The Federal Competition and Consumer Protection Commission (FCCPC) has sealed the visa application centres for France, Belgium, and Italy in Abuja.

The FCCPC cited allegations of extortion and obstruction of investigations as the reason for the move.

The operation, backed by law enforcement, targeted the TLS Visa Application Centre, which has been accused of fleecing visa applicants and stonewalling regulatory probes.

According to a statement issued by FCCPC’s Director of Surveillance and Investigations, Mrs. Boladale Adeyinka, the agency acted after credible intelligence revealed a pattern of consumer rights violations, including assault on government officials and refusal to honor lawful summons.

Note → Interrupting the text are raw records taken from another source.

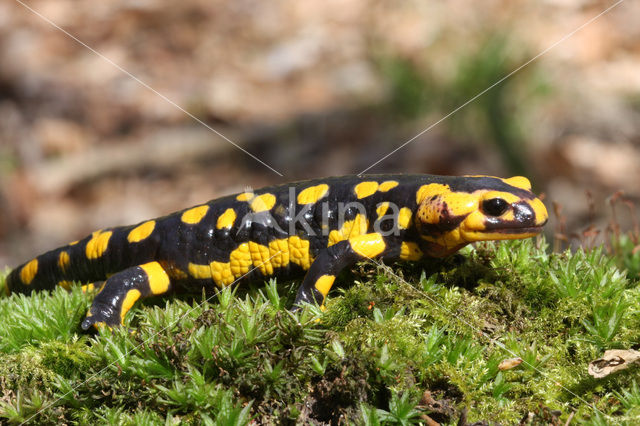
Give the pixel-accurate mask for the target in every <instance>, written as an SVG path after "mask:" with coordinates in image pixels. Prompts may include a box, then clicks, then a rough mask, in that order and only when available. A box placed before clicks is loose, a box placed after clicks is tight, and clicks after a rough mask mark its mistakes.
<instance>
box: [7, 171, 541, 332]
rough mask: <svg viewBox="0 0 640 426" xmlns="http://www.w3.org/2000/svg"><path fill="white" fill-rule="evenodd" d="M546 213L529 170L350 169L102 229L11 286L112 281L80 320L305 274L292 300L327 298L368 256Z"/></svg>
mask: <svg viewBox="0 0 640 426" xmlns="http://www.w3.org/2000/svg"><path fill="white" fill-rule="evenodd" d="M546 221H547V211H546V209H545V207H544V205H543V204H542V202H541V201H540V200H539V199H538V198H536V197H535V195H534V194H533V193H532V192H531V191H530V184H529V181H528V180H527V179H525V178H522V177H514V178H510V179H500V178H493V177H487V176H477V177H471V176H468V177H446V176H433V175H369V176H362V177H357V176H343V177H332V178H325V179H316V180H310V181H303V182H296V183H292V184H286V185H279V186H272V187H267V188H263V189H261V190H257V191H255V192H245V193H242V194H236V195H230V196H227V197H223V198H219V199H217V200H213V201H210V202H208V203H206V204H202V205H200V206H196V207H193V208H191V209H187V210H183V211H180V212H177V213H173V214H170V215H168V216H165V217H161V218H158V219H153V220H149V221H145V222H142V223H140V224H137V225H132V226H124V227H115V228H109V229H104V230H101V231H96V232H94V233H93V234H92V235H90V236H88V237H86V238H84V239H83V240H81V241H77V242H73V243H71V244H69V245H67V246H64V247H60V248H58V249H55V250H52V251H50V252H47V253H45V254H43V255H41V256H38V257H37V258H35V259H33V260H31V261H29V262H27V263H25V264H23V265H21V266H19V267H17V268H16V269H14V270H13V271H12V272H11V273H10V275H9V276H8V278H7V283H8V287H9V289H10V291H13V292H18V293H30V292H31V291H33V290H41V289H51V288H54V287H55V286H56V285H60V286H62V287H65V288H68V287H69V286H70V285H71V282H72V281H79V282H96V281H102V280H106V281H105V283H104V284H103V286H102V288H101V290H100V291H99V293H98V294H97V295H96V297H95V299H94V301H93V304H92V306H91V308H90V310H89V312H88V313H87V317H86V318H85V320H84V321H83V323H82V328H84V329H88V328H89V327H90V326H92V325H94V326H99V325H103V324H106V325H109V326H117V325H120V324H122V321H123V320H124V316H125V315H126V313H127V311H128V310H129V309H131V307H132V306H133V304H134V303H135V302H136V301H137V300H138V299H140V298H144V297H147V296H150V295H159V294H164V293H167V292H169V291H170V290H172V289H175V288H177V287H194V288H201V287H203V286H212V285H213V284H215V285H217V286H218V287H223V286H226V285H230V284H232V283H234V282H236V281H240V280H252V279H264V278H267V277H270V276H279V277H284V276H295V275H302V274H305V272H306V276H305V278H304V280H303V282H302V285H301V286H300V289H299V291H298V295H297V298H296V302H295V305H296V306H298V305H299V304H300V303H302V302H311V303H322V302H323V301H324V299H325V297H326V295H327V294H328V292H329V290H330V289H331V286H332V285H333V282H334V280H335V277H336V275H337V274H338V273H339V272H340V270H342V269H343V268H344V267H346V266H348V265H351V264H353V263H355V262H356V261H358V260H361V259H367V258H383V259H397V260H419V259H420V258H422V257H423V256H431V257H441V256H446V255H449V254H451V253H454V252H455V251H457V250H459V249H460V248H461V247H463V246H465V245H466V244H468V243H470V242H474V241H482V240H499V239H513V238H527V237H531V236H533V235H536V234H538V233H539V232H540V231H541V229H542V226H543V225H544V224H545V223H546Z"/></svg>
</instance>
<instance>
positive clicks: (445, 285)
mask: <svg viewBox="0 0 640 426" xmlns="http://www.w3.org/2000/svg"><path fill="white" fill-rule="evenodd" d="M618 262H619V259H617V258H610V257H608V256H606V255H605V254H604V253H603V252H602V251H601V250H598V249H596V250H591V251H588V252H584V251H581V250H578V251H576V252H574V253H571V252H563V253H549V252H548V251H547V250H546V246H545V245H544V242H543V241H538V242H537V245H536V242H534V241H513V242H508V243H504V244H494V243H487V244H481V245H479V246H478V247H476V248H475V249H471V248H470V249H466V250H464V251H463V256H454V257H452V258H449V259H445V260H442V261H428V262H425V263H415V264H411V263H409V264H398V265H392V266H384V265H378V264H376V263H373V262H366V263H363V264H360V265H358V266H357V267H356V268H355V272H352V273H351V274H346V275H345V276H343V277H341V280H342V281H343V282H344V281H349V280H351V279H354V278H355V281H356V282H355V283H354V284H353V285H351V286H345V287H343V288H342V289H340V290H338V291H334V292H332V293H331V295H330V297H329V299H328V301H327V304H326V306H327V310H326V311H325V312H324V313H323V312H321V311H320V310H319V309H317V308H314V307H308V308H306V309H304V310H302V311H301V312H298V313H296V314H292V313H290V312H288V311H287V310H286V307H287V306H288V305H289V304H290V303H291V300H292V297H293V295H294V294H295V289H296V283H293V284H291V283H284V284H278V285H276V283H275V282H273V281H272V282H270V283H269V284H267V286H266V288H265V287H260V286H256V287H251V288H249V289H242V290H236V291H232V290H231V289H226V290H224V291H223V292H221V293H220V294H219V295H217V297H216V298H215V299H214V300H208V301H205V300H204V299H206V295H203V296H202V297H195V298H194V297H193V296H191V297H183V298H176V299H173V300H168V301H158V300H156V301H155V302H154V301H151V302H149V303H144V304H142V305H141V306H139V307H137V308H136V309H134V311H133V312H132V314H133V315H132V316H131V315H130V316H129V317H128V319H127V321H128V323H127V324H126V327H124V328H120V329H116V330H114V331H113V332H111V331H108V330H105V331H103V332H102V333H101V334H98V335H95V336H93V337H91V336H88V335H86V334H80V333H79V329H78V324H79V323H80V321H81V318H82V316H83V315H84V310H85V309H86V307H87V306H88V303H89V296H85V295H83V294H82V293H81V292H79V291H77V290H74V291H73V292H70V293H67V292H64V291H62V290H56V291H54V292H51V293H40V294H34V295H32V296H31V297H23V296H16V295H13V296H11V297H8V298H0V311H1V312H2V318H3V323H2V324H0V335H1V336H2V340H0V348H1V349H2V351H1V352H2V360H1V361H0V390H1V391H2V397H1V399H0V401H1V402H0V417H1V418H3V419H5V420H7V421H9V422H11V423H20V422H22V421H25V420H27V419H29V417H30V416H32V415H34V414H36V413H37V412H38V410H41V409H42V412H41V413H39V414H38V415H37V417H36V418H37V419H38V420H37V421H38V422H39V423H45V424H46V423H51V424H53V423H59V422H67V423H71V424H75V423H84V424H86V423H110V422H117V423H118V424H160V423H167V424H171V423H185V424H201V423H213V422H218V423H227V422H232V423H235V424H245V423H247V422H249V421H250V419H251V418H256V419H260V421H263V422H267V423H268V422H285V423H286V422H294V421H297V422H300V423H312V422H332V421H333V422H336V421H338V420H339V419H341V418H342V419H350V420H351V421H353V422H356V423H357V422H363V423H366V422H375V420H376V419H377V420H378V421H380V422H383V423H404V424H409V423H415V422H419V421H420V419H421V417H420V416H421V415H422V414H426V413H428V415H429V416H430V417H431V418H432V419H434V420H436V421H439V422H441V423H443V424H455V423H457V422H458V420H459V418H460V416H462V415H463V412H465V410H466V419H467V421H468V422H474V421H489V422H501V423H503V424H513V423H517V422H519V421H520V420H521V419H522V418H524V417H525V416H526V415H528V414H527V413H534V414H533V415H534V418H535V419H536V420H535V421H537V422H539V423H541V424H542V423H553V422H556V423H558V422H565V421H566V419H567V418H568V416H569V415H571V413H573V412H575V414H574V419H575V420H576V421H582V422H587V423H594V424H598V423H599V422H600V423H602V424H616V423H618V424H633V420H634V419H635V418H636V417H637V416H638V412H639V411H640V408H639V407H640V404H639V403H638V400H640V397H639V396H638V395H639V392H638V385H637V381H634V375H633V372H632V371H631V370H629V371H630V373H629V374H620V375H614V376H611V377H609V378H606V379H602V380H595V379H593V378H591V377H590V376H589V375H588V374H587V368H586V367H587V364H588V363H589V361H591V360H593V359H595V358H597V357H599V356H600V355H602V353H603V351H604V350H605V349H608V348H613V347H620V348H629V347H632V346H633V345H634V344H635V342H637V341H638V340H639V338H640V335H639V333H640V331H639V330H640V324H639V322H640V319H639V318H638V316H637V315H636V314H634V313H635V312H638V310H640V305H639V304H640V297H639V296H640V294H639V292H640V286H638V281H637V280H633V279H631V280H630V279H629V278H628V276H629V275H628V274H627V271H623V270H618V269H617V268H616V266H615V265H616V264H618ZM1 281H2V280H1V279H0V282H1ZM157 303H160V304H161V306H158V305H157ZM129 330H135V332H133V333H132V332H130V331H129ZM515 357H520V358H522V359H523V362H522V363H521V364H520V365H519V366H517V367H515V368H512V369H507V370H501V369H500V368H499V365H500V363H501V362H503V361H504V360H507V359H510V358H515ZM426 395H428V397H427V396H426Z"/></svg>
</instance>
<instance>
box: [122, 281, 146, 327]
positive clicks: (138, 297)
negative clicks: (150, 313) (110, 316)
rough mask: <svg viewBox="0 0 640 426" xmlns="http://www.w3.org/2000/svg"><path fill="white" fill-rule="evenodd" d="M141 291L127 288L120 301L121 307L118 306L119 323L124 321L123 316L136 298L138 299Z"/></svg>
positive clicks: (123, 321) (134, 300)
mask: <svg viewBox="0 0 640 426" xmlns="http://www.w3.org/2000/svg"><path fill="white" fill-rule="evenodd" d="M140 296H141V293H140V291H138V290H136V289H133V290H129V291H128V292H127V294H126V295H125V296H124V300H123V301H122V307H121V308H120V323H121V324H123V323H124V316H125V315H127V312H129V310H130V309H131V308H132V307H133V304H134V303H136V301H137V300H138V299H140Z"/></svg>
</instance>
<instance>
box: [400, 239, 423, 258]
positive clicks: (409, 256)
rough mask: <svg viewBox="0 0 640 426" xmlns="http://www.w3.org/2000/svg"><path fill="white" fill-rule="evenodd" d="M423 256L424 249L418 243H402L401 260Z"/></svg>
mask: <svg viewBox="0 0 640 426" xmlns="http://www.w3.org/2000/svg"><path fill="white" fill-rule="evenodd" d="M421 258H422V250H420V247H418V245H417V244H416V243H412V242H408V243H406V242H403V243H402V244H401V245H400V259H401V260H420V259H421Z"/></svg>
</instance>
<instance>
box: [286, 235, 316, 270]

She said: “This is an enforcement operation against TLS. As you are aware, they provide visa support services to Nigerian consumers.

“On the 25th of March 2025, based on a consumer complaint, a letter was served on them to address the consumer complaint, as is the process of amicable resolution of consumer complaints at the commission.

“The officers of TLS, rather than receive the consumer complaint, proceeded to assault our officers who were conducting the lawful duty of protecting and implementing the provisions of the Federal Competition and Consumer Protection Act (FCCPA).

“Upon receipt of that report, the commission directed that they should be summoned (1:25) to appear before the commission pursuant to Section 33 of the FCCPA.

“Rather than receive the summons of the commission, officers of TLS again on June 17, proceeded not only to assault our officers but also assaulted uniformed officers of the police force who were providing lawful security for the operations of the commission.

“Section 33 stipulates that any person who, without sufficient cause, fails or refuses to appear before the commission in compliance with a summons commits an offence and is liable on conviction to imprisonment for a term not exceeding three years or fine not exceeding #20 million or both fine and imprisonment.”

Adeyinka directed that the company would be liable for all losses and expenses encountered by visa applicants as a result of the enforcement.